Аптекарь - Орлов Владимир Викторович. Страница 130
Но что можно было рассказать о Шубникове? Шубников отдалился от всех. Ходили слухи, что он затеял обмен, ездил в Банный проезд, был якобы согласен и на Лыткарино, но с обменом у него ничего не вышло. В росте Шубников не уменьшился, но согнулся, голову он теперь наклонял и устремлял вперед, будто собирался боднуть кого-то. В разговоры он мало с кем вступал. Порой забредал в автомат, молча выпивал кружку пива и уходил. И на него смотрели молча. Но на Сретенке возле Успения в Печатниках, где Шубников снова продавал на воздухе помидоры и карибские грейпфруты, он шумел. Он громко общался с людьми, делился с ними философскими соображениями, возможно, и не своими, а приобретенными в недавно прочитанных книгах. По необходимости торгового дела он вынужден был обращаться к покупателям, но совершенно отказался от привычных «мужчина» и «женщина», заменив их «братом» и «сестрой». Он произносил с искренним пафосом и так, чтобы его слышали в пиццерии на Рождественском бульваре: «Вот твои помидоры, брат!» Или: «Возьми свои полтора килограмма, сестра!» Хотя сестра годилась ему в прабабки.
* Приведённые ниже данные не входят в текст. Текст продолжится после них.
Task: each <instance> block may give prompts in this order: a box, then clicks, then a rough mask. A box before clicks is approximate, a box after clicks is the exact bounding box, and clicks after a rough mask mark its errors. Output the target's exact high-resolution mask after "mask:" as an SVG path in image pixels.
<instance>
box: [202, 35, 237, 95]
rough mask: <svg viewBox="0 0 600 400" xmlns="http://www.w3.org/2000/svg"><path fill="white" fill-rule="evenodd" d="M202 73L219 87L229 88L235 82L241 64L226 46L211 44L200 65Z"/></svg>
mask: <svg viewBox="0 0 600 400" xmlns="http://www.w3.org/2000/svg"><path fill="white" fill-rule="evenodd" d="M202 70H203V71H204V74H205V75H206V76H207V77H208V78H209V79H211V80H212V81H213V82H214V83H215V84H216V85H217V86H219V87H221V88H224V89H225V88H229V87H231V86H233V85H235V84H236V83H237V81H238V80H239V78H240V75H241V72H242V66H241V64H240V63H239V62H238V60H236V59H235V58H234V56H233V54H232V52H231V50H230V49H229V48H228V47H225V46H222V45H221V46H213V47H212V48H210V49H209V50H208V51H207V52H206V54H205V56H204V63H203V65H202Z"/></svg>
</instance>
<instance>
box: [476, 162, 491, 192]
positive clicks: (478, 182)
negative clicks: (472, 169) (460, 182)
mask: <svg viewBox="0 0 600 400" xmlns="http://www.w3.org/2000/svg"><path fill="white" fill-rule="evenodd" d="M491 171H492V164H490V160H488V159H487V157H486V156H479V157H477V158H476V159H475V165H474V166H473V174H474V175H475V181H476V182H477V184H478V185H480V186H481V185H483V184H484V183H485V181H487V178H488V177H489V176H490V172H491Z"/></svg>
В Останкине Шубников жил незаметно. Но однажды я столкнулся с ним взглядом, в его глазах был вызов и неутоленная жажда действия. И будто бы огонь вспыхнул в них…
Июньским днем я договорился встретиться на Сухаревке по делам со своим приятелем Владимиром Алексеевичем Даниловым. Володя долго жил в Останкине, но три года назад переселился в Лужнецкий переулок. Работа за столом сегодня меня не ждала, и, расставшись с приятелем, я стал бродить по Сретенке. Прошел Печатниковым переулком, Колокольниковым, Трубной улицей, поднялся к Сретенке Большим Головиным. И опять был вынужден остановиться в известном мне дворе. Клен не вырубили, чего, по предположениям жильцов, следовало опасаться. А теперь его и не за что было вырубать. На трех ветвях его краснели и багровели листья. И всюду обещали жизнь дереву тугие почки. Клен возрождался в разгар лета. Троллейбусами я добрался до Савеловского вокзала, сел на дмитровскую электричку. Оживала бузина на склонах Семешкинской горы и горы Красного поселка! Вернувшись из Яхромы, на перроне Савеловского вокзала я увидел Михаила Никифоровича. Ожидал он не меня. Михаил Никифорович смутился. И я не знал, что сказать ему. И тут у меня вырвались слова, какие я не намерен был произносить. Я поинтересовался, не завел ли Михаил Никифорович цветы в горшках. Михаил Никифорович посмотрел на меня то ли с подозрением, то ли с испугом, потом улыбнулся растерянно и сказал: да, завел. Оказывается, горшки, землю и отводки Михаил Никифорович приобрел еще прошлой осенью. Но фиалки не жили. Михаил Никифорович менял землю, удобрял ее, покупал отводки на рынках, ездил за цветами в Ботанический сад, а цветы не принимались. И вот позавчера… «Что позавчера?» – перебил я Михаила Никифоровича. Позавчера в одном из трех горшков из черноты пробился зеленый росток. Я старался успокоить себя. О клене в Головине и семешкинских зарослях бузины я не стал говорить Михаилу Никифоровичу, чтобы не обострять в нем ожиданий. А он и сам будто бы тут же забыл о цветах. «Ты чаще меня бываешь в книжных магазинах, – сказал он. – Если тебя не затруднит, посмотри для меня книжки. Обещаны издательством „Медицина“ „Фармакология и фармакотерапия“. В двух томах. Авторы такие – Сатоскар и Бандарнар. Перевод с английского». «Индусы, что ли?» – предположил я. «Наверное», – сказал Михаил Никифорович. Я записал название книги и фамилии авторов. «Домой не едешь?» – спросил я. Нет, Михаил Никифорович ожидал прихода рыбинского поезда. Я отправился в Останкино.
Месяца через полтора, сойдя с яхромской электрички, я снова увидел Михаила Никифоровича. Шел дождь.